There’s also the issue of being excoticized. Jassal, for example, continues to get comments about her “exotic” collections from people who visit her downtown Toronto showroom. “I’ve had white people come in and say that it looks like a museum in here,” says Jassal. “You wouldn’t say that if it was someone selling [western-style] dresses.” Jassal adds she’s also gotten comments like, “You wear crop tops? I thought that wasn’t allowed.”
“I had one lady come in and say, ‘Oh, this is Indian? It’s not for me.’ She didn’t even give me a chance to explain who I am as a designer,” says Jassal.
Still, she believes that in the long run, she can use her label to help challenge existing perceptions. “It’s about educating people,” says Jassal. “I’m glad I’m able to teach people that Indian fashion is more than just sarees because there’s always that stereotypical notion of what it is.”

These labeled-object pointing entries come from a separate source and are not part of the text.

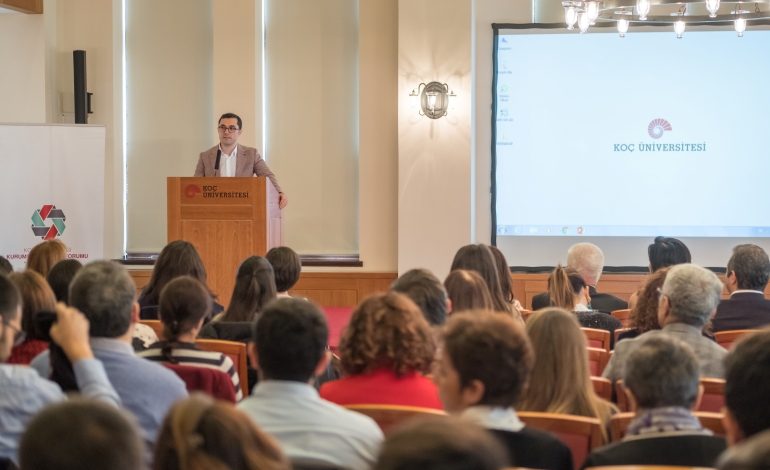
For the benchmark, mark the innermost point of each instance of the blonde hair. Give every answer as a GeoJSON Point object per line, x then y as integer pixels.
{"type": "Point", "coordinates": [560, 381]}
{"type": "Point", "coordinates": [43, 256]}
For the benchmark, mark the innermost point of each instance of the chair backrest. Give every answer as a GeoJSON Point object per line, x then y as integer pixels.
{"type": "Point", "coordinates": [597, 361]}
{"type": "Point", "coordinates": [389, 416]}
{"type": "Point", "coordinates": [620, 421]}
{"type": "Point", "coordinates": [200, 379]}
{"type": "Point", "coordinates": [624, 315]}
{"type": "Point", "coordinates": [597, 338]}
{"type": "Point", "coordinates": [579, 433]}
{"type": "Point", "coordinates": [236, 352]}
{"type": "Point", "coordinates": [728, 337]}
{"type": "Point", "coordinates": [602, 387]}
{"type": "Point", "coordinates": [156, 326]}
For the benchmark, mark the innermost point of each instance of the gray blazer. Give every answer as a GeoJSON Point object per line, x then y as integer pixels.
{"type": "Point", "coordinates": [248, 162]}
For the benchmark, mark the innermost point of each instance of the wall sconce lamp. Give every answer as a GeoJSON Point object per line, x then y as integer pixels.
{"type": "Point", "coordinates": [434, 99]}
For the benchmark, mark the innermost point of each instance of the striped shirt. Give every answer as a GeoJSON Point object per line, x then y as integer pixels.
{"type": "Point", "coordinates": [187, 354]}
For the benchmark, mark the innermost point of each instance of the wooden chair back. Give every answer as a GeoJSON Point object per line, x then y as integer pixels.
{"type": "Point", "coordinates": [602, 387]}
{"type": "Point", "coordinates": [619, 423]}
{"type": "Point", "coordinates": [388, 417]}
{"type": "Point", "coordinates": [597, 338]}
{"type": "Point", "coordinates": [624, 315]}
{"type": "Point", "coordinates": [579, 433]}
{"type": "Point", "coordinates": [728, 337]}
{"type": "Point", "coordinates": [236, 352]}
{"type": "Point", "coordinates": [597, 361]}
{"type": "Point", "coordinates": [156, 326]}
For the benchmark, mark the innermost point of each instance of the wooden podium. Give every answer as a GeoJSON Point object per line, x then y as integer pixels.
{"type": "Point", "coordinates": [227, 219]}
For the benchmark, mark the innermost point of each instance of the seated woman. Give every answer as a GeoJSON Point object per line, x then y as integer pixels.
{"type": "Point", "coordinates": [644, 314]}
{"type": "Point", "coordinates": [568, 290]}
{"type": "Point", "coordinates": [36, 297]}
{"type": "Point", "coordinates": [467, 291]}
{"type": "Point", "coordinates": [184, 303]}
{"type": "Point", "coordinates": [560, 382]}
{"type": "Point", "coordinates": [199, 433]}
{"type": "Point", "coordinates": [386, 350]}
{"type": "Point", "coordinates": [178, 258]}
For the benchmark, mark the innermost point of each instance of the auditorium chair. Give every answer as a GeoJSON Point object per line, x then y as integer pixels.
{"type": "Point", "coordinates": [624, 315]}
{"type": "Point", "coordinates": [581, 434]}
{"type": "Point", "coordinates": [728, 337]}
{"type": "Point", "coordinates": [389, 416]}
{"type": "Point", "coordinates": [597, 338]}
{"type": "Point", "coordinates": [619, 423]}
{"type": "Point", "coordinates": [236, 352]}
{"type": "Point", "coordinates": [597, 361]}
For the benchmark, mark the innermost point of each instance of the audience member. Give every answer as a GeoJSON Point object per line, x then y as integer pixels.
{"type": "Point", "coordinates": [747, 274]}
{"type": "Point", "coordinates": [467, 291]}
{"type": "Point", "coordinates": [81, 434]}
{"type": "Point", "coordinates": [286, 268]}
{"type": "Point", "coordinates": [753, 453]}
{"type": "Point", "coordinates": [289, 348]}
{"type": "Point", "coordinates": [105, 293]}
{"type": "Point", "coordinates": [37, 299]}
{"type": "Point", "coordinates": [385, 352]}
{"type": "Point", "coordinates": [184, 304]}
{"type": "Point", "coordinates": [60, 277]}
{"type": "Point", "coordinates": [483, 367]}
{"type": "Point", "coordinates": [24, 392]}
{"type": "Point", "coordinates": [504, 273]}
{"type": "Point", "coordinates": [560, 380]}
{"type": "Point", "coordinates": [441, 444]}
{"type": "Point", "coordinates": [644, 313]}
{"type": "Point", "coordinates": [200, 433]}
{"type": "Point", "coordinates": [43, 256]}
{"type": "Point", "coordinates": [426, 291]}
{"type": "Point", "coordinates": [663, 381]}
{"type": "Point", "coordinates": [568, 290]}
{"type": "Point", "coordinates": [747, 387]}
{"type": "Point", "coordinates": [5, 266]}
{"type": "Point", "coordinates": [479, 258]}
{"type": "Point", "coordinates": [178, 258]}
{"type": "Point", "coordinates": [688, 300]}
{"type": "Point", "coordinates": [588, 260]}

The role of the Internet and social media
The Internet has played a major role in helping the South Asian diaspora connect with its roots. “What’s helped for me, aside from confidence is getting older and not caring as much, is following a wide range of South Asians on social media who are visual artists and influencers—and necessary people in fashion—and seeing the way they carry their culture into their aesthetic,” says multi-disciplinary artist Vivek Shraya, who often incorporates South Asian fashion into her own style, as seen in her recent M.A.C Cosmetics campaign. “Having a feed that features people like Kay Ray and Avan Jogia, even Rajni Perera, seeing other South Asian people embrace their culture, and having access to that kind of representation has given me a lot of confidence to own Indian fashion.”

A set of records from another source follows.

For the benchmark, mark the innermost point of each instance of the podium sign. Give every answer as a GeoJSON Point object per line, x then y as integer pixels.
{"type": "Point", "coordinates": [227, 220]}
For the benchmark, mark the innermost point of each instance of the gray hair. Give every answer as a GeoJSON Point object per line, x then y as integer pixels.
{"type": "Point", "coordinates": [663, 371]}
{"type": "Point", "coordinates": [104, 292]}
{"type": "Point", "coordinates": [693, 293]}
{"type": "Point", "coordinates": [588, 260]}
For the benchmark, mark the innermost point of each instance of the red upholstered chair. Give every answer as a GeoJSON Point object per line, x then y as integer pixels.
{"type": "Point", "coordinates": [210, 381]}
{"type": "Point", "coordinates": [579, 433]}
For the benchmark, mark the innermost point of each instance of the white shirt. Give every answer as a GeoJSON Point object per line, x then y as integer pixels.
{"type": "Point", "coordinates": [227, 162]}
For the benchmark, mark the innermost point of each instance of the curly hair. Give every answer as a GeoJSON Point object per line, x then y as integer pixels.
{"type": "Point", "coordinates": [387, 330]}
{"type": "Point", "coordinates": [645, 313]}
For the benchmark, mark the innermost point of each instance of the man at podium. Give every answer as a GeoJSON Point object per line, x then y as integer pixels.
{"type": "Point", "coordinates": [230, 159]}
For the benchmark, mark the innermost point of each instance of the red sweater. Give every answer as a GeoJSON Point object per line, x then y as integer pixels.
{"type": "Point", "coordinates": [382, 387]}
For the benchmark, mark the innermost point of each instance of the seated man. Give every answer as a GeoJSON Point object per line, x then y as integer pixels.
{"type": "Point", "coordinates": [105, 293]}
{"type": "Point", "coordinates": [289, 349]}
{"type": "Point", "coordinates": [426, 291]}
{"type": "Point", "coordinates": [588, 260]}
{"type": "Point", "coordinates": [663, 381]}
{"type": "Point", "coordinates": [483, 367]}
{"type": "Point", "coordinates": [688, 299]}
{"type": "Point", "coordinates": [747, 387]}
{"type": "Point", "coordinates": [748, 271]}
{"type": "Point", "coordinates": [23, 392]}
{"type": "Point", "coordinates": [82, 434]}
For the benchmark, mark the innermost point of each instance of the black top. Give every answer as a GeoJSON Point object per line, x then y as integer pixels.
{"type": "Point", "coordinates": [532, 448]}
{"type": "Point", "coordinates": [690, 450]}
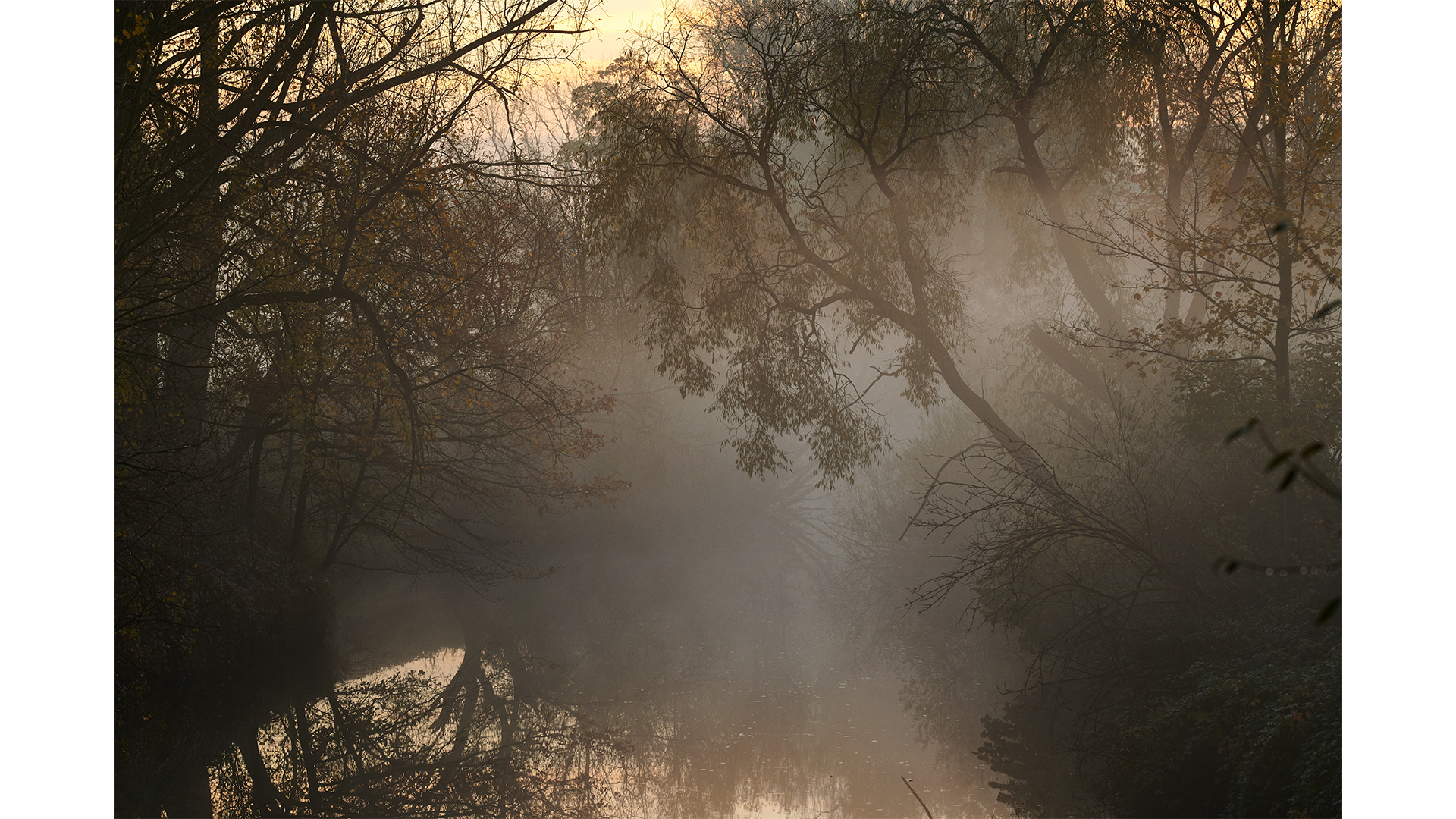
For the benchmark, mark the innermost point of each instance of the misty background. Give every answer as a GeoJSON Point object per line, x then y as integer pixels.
{"type": "Point", "coordinates": [695, 599]}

It’s a stark contrast to what it felt like growing up when we didn’t have Instagram to connect us with others just like us. “I remember in the ’90s when Madonna was doing her South Asian phase,” says Shraya. “A lot of people have been very critical of her for being appropriative but as a brown kid in Edmonton, that felt like representation to me. I was finally seeing things from my culture being adopted into popular culture. That’s all I had—Madonna’s Indian phase. Twenty years later, it’s so nice to see Indian culture and aesthetic from actual South Asian people and diasporic South Asian people as well.”

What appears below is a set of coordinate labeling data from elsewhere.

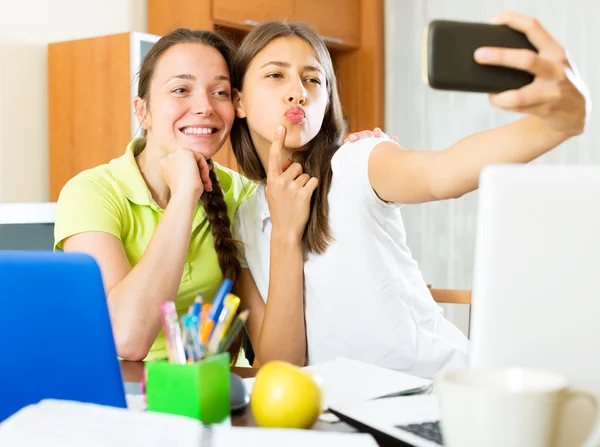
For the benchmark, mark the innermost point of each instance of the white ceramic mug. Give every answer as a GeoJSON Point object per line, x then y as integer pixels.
{"type": "Point", "coordinates": [514, 407]}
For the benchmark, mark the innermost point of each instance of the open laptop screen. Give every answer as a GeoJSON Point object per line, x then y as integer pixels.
{"type": "Point", "coordinates": [27, 236]}
{"type": "Point", "coordinates": [27, 226]}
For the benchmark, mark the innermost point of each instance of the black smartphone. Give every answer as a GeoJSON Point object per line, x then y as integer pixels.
{"type": "Point", "coordinates": [448, 57]}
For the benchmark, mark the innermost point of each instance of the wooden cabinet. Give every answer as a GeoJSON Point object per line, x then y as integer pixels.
{"type": "Point", "coordinates": [250, 12]}
{"type": "Point", "coordinates": [336, 20]}
{"type": "Point", "coordinates": [89, 119]}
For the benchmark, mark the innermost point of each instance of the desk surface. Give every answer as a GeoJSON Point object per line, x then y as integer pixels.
{"type": "Point", "coordinates": [132, 372]}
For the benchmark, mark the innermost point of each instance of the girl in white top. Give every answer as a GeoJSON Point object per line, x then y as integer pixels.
{"type": "Point", "coordinates": [327, 271]}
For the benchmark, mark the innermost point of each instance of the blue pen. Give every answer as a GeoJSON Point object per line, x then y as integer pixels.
{"type": "Point", "coordinates": [215, 311]}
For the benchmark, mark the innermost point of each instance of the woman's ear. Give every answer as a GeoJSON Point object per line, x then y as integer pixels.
{"type": "Point", "coordinates": [141, 112]}
{"type": "Point", "coordinates": [237, 104]}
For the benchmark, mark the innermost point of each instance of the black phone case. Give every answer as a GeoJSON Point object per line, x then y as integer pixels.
{"type": "Point", "coordinates": [449, 57]}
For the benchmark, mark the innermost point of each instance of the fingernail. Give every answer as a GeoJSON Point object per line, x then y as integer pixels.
{"type": "Point", "coordinates": [499, 19]}
{"type": "Point", "coordinates": [482, 54]}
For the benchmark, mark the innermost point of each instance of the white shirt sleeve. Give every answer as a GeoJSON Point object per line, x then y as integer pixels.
{"type": "Point", "coordinates": [350, 166]}
{"type": "Point", "coordinates": [237, 235]}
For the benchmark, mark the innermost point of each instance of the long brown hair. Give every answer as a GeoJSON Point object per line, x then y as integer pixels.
{"type": "Point", "coordinates": [316, 160]}
{"type": "Point", "coordinates": [213, 201]}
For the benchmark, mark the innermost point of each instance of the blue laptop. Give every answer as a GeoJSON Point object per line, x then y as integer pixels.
{"type": "Point", "coordinates": [55, 332]}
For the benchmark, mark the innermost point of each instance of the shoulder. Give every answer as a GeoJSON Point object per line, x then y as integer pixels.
{"type": "Point", "coordinates": [250, 214]}
{"type": "Point", "coordinates": [236, 187]}
{"type": "Point", "coordinates": [354, 154]}
{"type": "Point", "coordinates": [94, 183]}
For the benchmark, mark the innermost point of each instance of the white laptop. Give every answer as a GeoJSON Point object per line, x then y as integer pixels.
{"type": "Point", "coordinates": [536, 288]}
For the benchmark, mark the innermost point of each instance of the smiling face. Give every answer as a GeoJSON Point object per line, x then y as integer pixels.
{"type": "Point", "coordinates": [284, 84]}
{"type": "Point", "coordinates": [189, 104]}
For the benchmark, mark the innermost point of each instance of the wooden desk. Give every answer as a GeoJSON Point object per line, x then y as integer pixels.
{"type": "Point", "coordinates": [132, 372]}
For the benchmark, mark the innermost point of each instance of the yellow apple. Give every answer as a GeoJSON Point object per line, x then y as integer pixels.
{"type": "Point", "coordinates": [285, 396]}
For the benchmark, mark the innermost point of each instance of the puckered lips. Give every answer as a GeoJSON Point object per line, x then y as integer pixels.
{"type": "Point", "coordinates": [200, 131]}
{"type": "Point", "coordinates": [296, 115]}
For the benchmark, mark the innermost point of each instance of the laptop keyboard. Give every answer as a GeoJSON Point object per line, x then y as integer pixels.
{"type": "Point", "coordinates": [427, 430]}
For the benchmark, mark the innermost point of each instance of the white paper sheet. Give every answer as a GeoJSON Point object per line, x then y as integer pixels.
{"type": "Point", "coordinates": [347, 381]}
{"type": "Point", "coordinates": [54, 423]}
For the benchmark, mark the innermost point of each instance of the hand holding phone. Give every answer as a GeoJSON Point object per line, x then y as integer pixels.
{"type": "Point", "coordinates": [449, 63]}
{"type": "Point", "coordinates": [518, 61]}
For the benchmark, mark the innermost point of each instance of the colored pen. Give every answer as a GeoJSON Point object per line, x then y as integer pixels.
{"type": "Point", "coordinates": [172, 332]}
{"type": "Point", "coordinates": [215, 311]}
{"type": "Point", "coordinates": [230, 306]}
{"type": "Point", "coordinates": [237, 325]}
{"type": "Point", "coordinates": [195, 308]}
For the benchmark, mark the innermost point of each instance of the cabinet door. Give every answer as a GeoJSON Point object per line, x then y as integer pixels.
{"type": "Point", "coordinates": [336, 20]}
{"type": "Point", "coordinates": [250, 12]}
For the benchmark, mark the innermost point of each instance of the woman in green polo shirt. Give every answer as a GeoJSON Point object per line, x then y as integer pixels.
{"type": "Point", "coordinates": [135, 214]}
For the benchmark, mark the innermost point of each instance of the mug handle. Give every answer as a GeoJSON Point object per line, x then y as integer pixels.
{"type": "Point", "coordinates": [593, 440]}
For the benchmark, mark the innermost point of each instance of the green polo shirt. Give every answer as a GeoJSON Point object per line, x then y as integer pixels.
{"type": "Point", "coordinates": [115, 199]}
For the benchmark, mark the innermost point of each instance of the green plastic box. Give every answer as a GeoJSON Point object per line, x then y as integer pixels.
{"type": "Point", "coordinates": [198, 390]}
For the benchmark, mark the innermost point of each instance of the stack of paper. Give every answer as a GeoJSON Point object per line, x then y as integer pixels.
{"type": "Point", "coordinates": [54, 423]}
{"type": "Point", "coordinates": [348, 381]}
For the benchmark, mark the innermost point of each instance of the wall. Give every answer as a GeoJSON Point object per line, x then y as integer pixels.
{"type": "Point", "coordinates": [26, 27]}
{"type": "Point", "coordinates": [441, 235]}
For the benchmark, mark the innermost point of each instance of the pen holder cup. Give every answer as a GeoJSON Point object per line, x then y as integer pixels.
{"type": "Point", "coordinates": [198, 390]}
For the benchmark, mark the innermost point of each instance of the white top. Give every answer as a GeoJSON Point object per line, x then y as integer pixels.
{"type": "Point", "coordinates": [365, 297]}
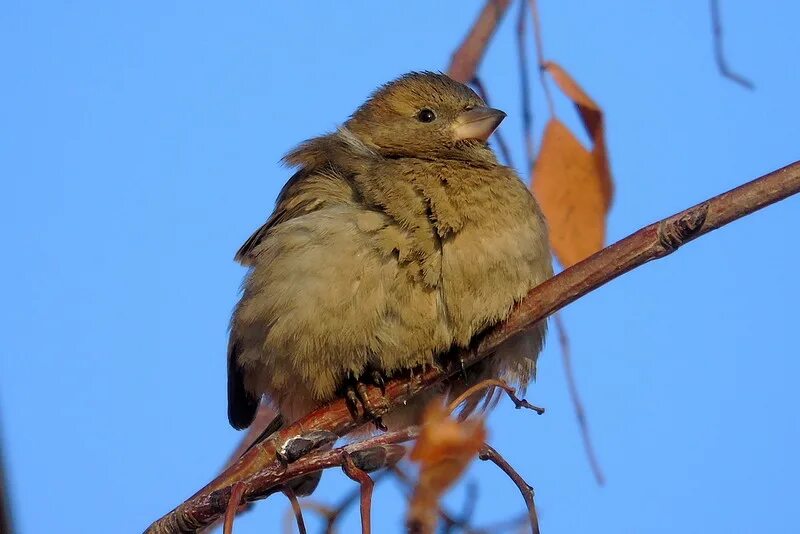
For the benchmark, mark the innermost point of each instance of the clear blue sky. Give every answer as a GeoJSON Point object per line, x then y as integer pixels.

My own fashion heroes have evolved as I’ve gotten older, thanks in no small part to the Internet and social media. I love Élan as much as I love Erdem, and covet a couture creation by Sabyasachi as much as Chanel. And my taste in fashion and style are all the richer for it.
Jassal told me about a meme: the white girl who would make fun of you for your yellow rice and yellow curry is now the same girl is putting turmeric in her food because it’s vegan and healthy. It’s just as easily applicable to fashion. I once cared what girls like that thought and what they might consider cool, but not anymore. Every time I put on a shalwar kameez or wrap a dupatta around myself, I’m reminded of where I come from and everything my parents left behind when we moved from Pakistan. These garments are so much more than just clothes—and hiding them would be like hiding a part of myself.